To salvage the link between its injury and UL's actions, Hounen downplays the importance of the delivery deadline. Hounen argues that UL raises an affirmative defense concerning mitigation of damages rather than liability. According to Hounen, UL did not know the extent to which Endepo waived any technical breach of contract, so it was still foreseeable that UL's representations to CBP could damage Hounen.
That argument is not convincing, legally or factually. Black letter law counsels that proximate cause is an element of both fraud and negligence, not an affirmative defense. See, e.g., Phillips, 2014 IL App (1st) 122817, ¶¶ 75, 88, 19 N.E.3d at 1036, 1038; Bell, 2014 IL App (1st) 131043, ¶ 22, 16 N.E.3d at 824. The allegations in the complaint, moreover, bely Hounen's characterization of its breach as “technical” in its brief. Pl.'s Resp. at 9, ECF No. 27. In its complaint Hounen emphasizes UL's knowledge of the importance of the delivery deadline in its agreement with Endepo. See Second Am. Compl. ¶ 108, ECF No. 16 (“Specifically, Lisa told Yongbin . . . that the buyer of [the ReneSola Modules] could only accept by the Delivery Timeline.”); id. ¶ 109 (“Lisa told Yongbin that UL must guarantee that it could authorize use of the UL Mark to meet the Delivery Timeline . . . and specifically stated that Hounen and Endepo would not follow through on their baseline agreement if authorization to use the UL Mark by the Delivery Timeline was not possible.”). Indeed, if the delivery deadline were not an essential term of the contract, UL's alleged misrepresentation to Hounen would not have been material. Hounen can't have it both ways; either the delivery deadline was critical to its deal with Endepo or it wasn't. Having failed to plausibly allege in the complaint that UL caused Hounen's injury-the failure to timely deliver the modules to its end buyer-Hounen does not state a claim for fraud or negligence.

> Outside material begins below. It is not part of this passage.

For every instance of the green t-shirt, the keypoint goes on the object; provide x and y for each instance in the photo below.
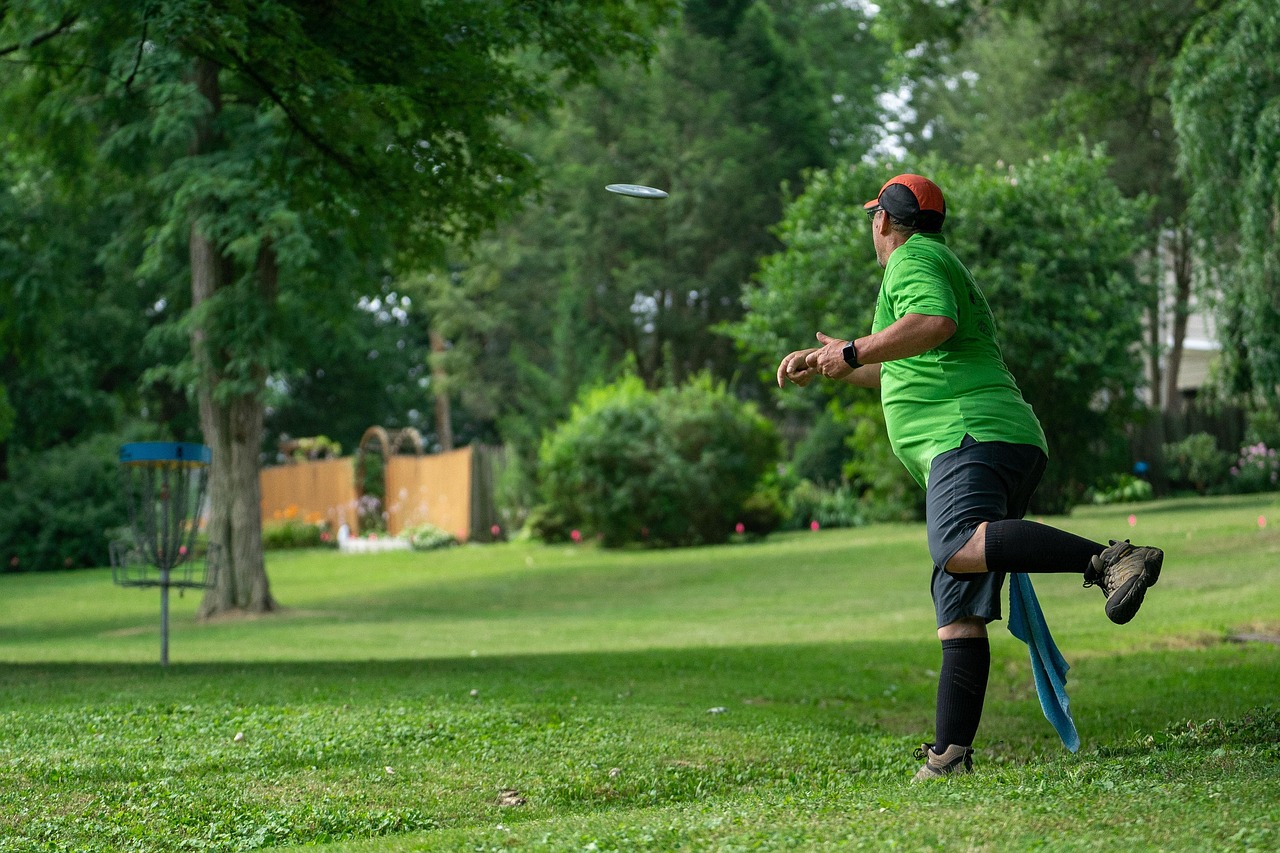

In sum, Hounen's complaint raises many factual issues that would bear upon any agency relationship between UL and UL-CCIC, Hounen's reasonable reliance on UL-CCIC's representations, and any duty that UL owed to Hounen. Although those unresolved factual issues would weigh against granting a motion to dismiss, Hounen's own allegations establish that UL did not cause its alleged injuries. The Court does not find, however, that any amendment would be futile; there may be additional facts that would bear upon questions of causation, and plaintiffs ordinarily should be given at least one opportunity to amend after a court dismisses a complaint. See Abu-Shawish v. United States, 898 F.3d 726, 738 (7th Cir. 2018). UL's motion to dismiss is therefore denied without prejudice. The Court will allow Hounen to amend its complaint to resolve the deficiency identified in this Order by May 12, 2023.